5 crisis lessons from a former Director of the White House Situation Room.
It is 8 a.m. on a Tuesday morning and the Director of the White House Military Office is on the phone telling me about a situation that is urgently unfolding overseas…
Thus begins another day running the White House Situation Room – the President’s 24/7 operations and information center. From my tiny office, I can see the deputy secretaries of the departments of State and Defense arriving for a meeting. As they secure their mobile devices and head to the large conference room, I hear a buzz building on the watchfloor – something bad has happened. I step out of my office to overhear the chatter – a bombing in a foreign country – as the duty officers are reaching out to other federal operations centers to learn what is known.
Before the team can send an email notification about the bombing, the National Security Advisor calls for an update (based on a CNN report). The President’s assistant calls with an urgent request to connect the President to a foreign leader on an economic issue.
It isn’t even 8:15.
The Situation Room – actually a suite of small rooms taking up over 5,000 square feet of space in the White House – was established in 1961 after the Bay of Pigs to provide the President with timely and unbiased information. It is an information watch and warning center for the White House leadership and the National Security Council staff. Situation Room staff provide the first official alerts about events breaking worldwide. We are the hub for crisis management. The staff – mostly military and intelligence officers with backgrounds in collection, analysis, communications and technology – spend one to three years assigned to the Situation Room from other federal departments and agencies.
Leading the White House Situation Room provided a front seat to crisis leadership and the ways in which we prepare for and respond to crises, including the operational, such as standard operating procedures and training programs, and the interpersonal, focusing on relationships and leadership. Lessons from the Situation Room demonstrate the importance of these foundations.

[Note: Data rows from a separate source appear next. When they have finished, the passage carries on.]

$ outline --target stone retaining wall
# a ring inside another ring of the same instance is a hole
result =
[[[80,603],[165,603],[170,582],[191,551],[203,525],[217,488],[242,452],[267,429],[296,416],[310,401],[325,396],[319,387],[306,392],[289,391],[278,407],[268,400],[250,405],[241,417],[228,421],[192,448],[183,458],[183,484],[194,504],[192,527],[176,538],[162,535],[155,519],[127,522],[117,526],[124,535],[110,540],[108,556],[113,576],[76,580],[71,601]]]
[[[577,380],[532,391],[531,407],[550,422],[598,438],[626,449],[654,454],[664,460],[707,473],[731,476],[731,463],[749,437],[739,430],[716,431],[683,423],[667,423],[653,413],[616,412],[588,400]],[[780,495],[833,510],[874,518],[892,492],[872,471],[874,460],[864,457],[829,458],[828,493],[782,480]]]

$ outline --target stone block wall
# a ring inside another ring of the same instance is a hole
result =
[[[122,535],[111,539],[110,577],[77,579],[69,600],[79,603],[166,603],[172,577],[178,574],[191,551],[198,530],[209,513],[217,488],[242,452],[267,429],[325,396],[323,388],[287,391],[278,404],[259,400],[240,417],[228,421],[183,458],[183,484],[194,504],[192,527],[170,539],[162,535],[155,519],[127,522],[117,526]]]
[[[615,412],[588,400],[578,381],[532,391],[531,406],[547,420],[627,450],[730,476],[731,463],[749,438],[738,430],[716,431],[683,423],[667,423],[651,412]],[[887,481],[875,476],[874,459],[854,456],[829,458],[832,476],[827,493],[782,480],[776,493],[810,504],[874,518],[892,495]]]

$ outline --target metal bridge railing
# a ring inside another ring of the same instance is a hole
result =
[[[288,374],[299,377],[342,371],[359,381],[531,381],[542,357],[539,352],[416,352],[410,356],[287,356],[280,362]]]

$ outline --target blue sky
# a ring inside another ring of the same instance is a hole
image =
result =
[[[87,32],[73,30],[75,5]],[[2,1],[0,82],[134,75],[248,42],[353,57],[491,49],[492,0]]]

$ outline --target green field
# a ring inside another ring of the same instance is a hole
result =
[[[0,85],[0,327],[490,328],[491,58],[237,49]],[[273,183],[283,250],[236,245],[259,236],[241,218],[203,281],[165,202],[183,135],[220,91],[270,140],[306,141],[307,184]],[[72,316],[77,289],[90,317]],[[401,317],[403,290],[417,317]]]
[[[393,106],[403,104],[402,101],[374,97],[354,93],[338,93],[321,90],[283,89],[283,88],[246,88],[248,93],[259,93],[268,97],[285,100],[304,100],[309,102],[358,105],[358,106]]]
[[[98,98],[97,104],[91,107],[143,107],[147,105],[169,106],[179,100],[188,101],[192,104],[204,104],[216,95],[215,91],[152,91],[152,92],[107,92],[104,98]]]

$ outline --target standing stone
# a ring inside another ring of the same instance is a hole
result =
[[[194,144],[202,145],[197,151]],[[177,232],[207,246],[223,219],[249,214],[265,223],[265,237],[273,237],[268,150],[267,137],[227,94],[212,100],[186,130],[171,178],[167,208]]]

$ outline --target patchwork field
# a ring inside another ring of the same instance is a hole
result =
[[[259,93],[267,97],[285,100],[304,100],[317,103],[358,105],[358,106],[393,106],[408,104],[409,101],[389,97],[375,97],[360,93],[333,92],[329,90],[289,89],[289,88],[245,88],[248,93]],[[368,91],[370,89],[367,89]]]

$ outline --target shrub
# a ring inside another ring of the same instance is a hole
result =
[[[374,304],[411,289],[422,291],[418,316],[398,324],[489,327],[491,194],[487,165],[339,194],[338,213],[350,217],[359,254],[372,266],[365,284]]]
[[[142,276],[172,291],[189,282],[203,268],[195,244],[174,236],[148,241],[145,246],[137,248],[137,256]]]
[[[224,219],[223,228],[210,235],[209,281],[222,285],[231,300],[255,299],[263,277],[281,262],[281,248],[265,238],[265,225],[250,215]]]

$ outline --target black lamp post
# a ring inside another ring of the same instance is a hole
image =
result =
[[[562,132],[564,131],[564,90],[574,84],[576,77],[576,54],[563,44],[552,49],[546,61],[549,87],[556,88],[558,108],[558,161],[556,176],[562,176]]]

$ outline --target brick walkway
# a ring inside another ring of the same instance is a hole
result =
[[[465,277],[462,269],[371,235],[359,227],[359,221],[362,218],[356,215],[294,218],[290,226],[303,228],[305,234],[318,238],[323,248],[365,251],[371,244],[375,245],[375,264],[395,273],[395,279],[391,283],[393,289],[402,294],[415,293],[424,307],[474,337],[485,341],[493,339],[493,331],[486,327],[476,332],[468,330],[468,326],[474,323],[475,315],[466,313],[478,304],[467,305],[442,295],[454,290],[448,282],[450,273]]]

Lesson 1: No two crises are the same. An active shooter at a federal facility in Kentucky versus a terrorist attack unfolding across Paris. These events have commonalities – unfolding in real time, casualties, Americans affected – but their differences are important. Different partners (homeland security organizations versus intelligence or diplomatic agencies), stakeholders (domestic response versus international engagement), even time zones (important when planning calls to a governor versus calls to a foreign leader).
Anticipating crises and having plans for how you respond are essential to successfully leading through a crisis. Plans help standardize responses and reduce pressures that arise by identifying initial steps to take. Since no two situations are the same, it is key that organizations keep thinking and innovating. During a crisis, questions of “who needs to know?,” “what would I need to know to make a decision/respond?” or “what are we not thinking of?” keep the organization engaged in the crisis to ensure effective information gathering and facilitate an appropriate response.
Lesson 2: Train and exercise. Who briefs the President as a crisis unfolds? The military aide (milaide)? The National Security Advisor? What if the President wants to make a call – who sets the call up? In both real scenarios and in crisis exercises, these were often the tripwires for confusion: the milaide follows up on the President’s request by reaching out to the White House Communications Agency to set up a call to a foreign head of state without realizing that the National Security Advisor has tasked the Situation Room with the same call.
Training and exercises help socialize plans, generate creative thinking through worst-case scenarios, and build trust and communications within and across teams. Training and exercises are most valuable when you test communications and integration across relevant parts of an organization. In a hierarchical setting, it’s far too easy to simply relay information straight up without context. By setting up plans that avoid such stove piping, leadership can, in the moment, more clearly understand roles and responsibilities, and identify efforts that are duplicated and those that are left unattended. Training and exercises also provide feedback for plans, making sure they reflect current organizational structures, functions and responsibilities.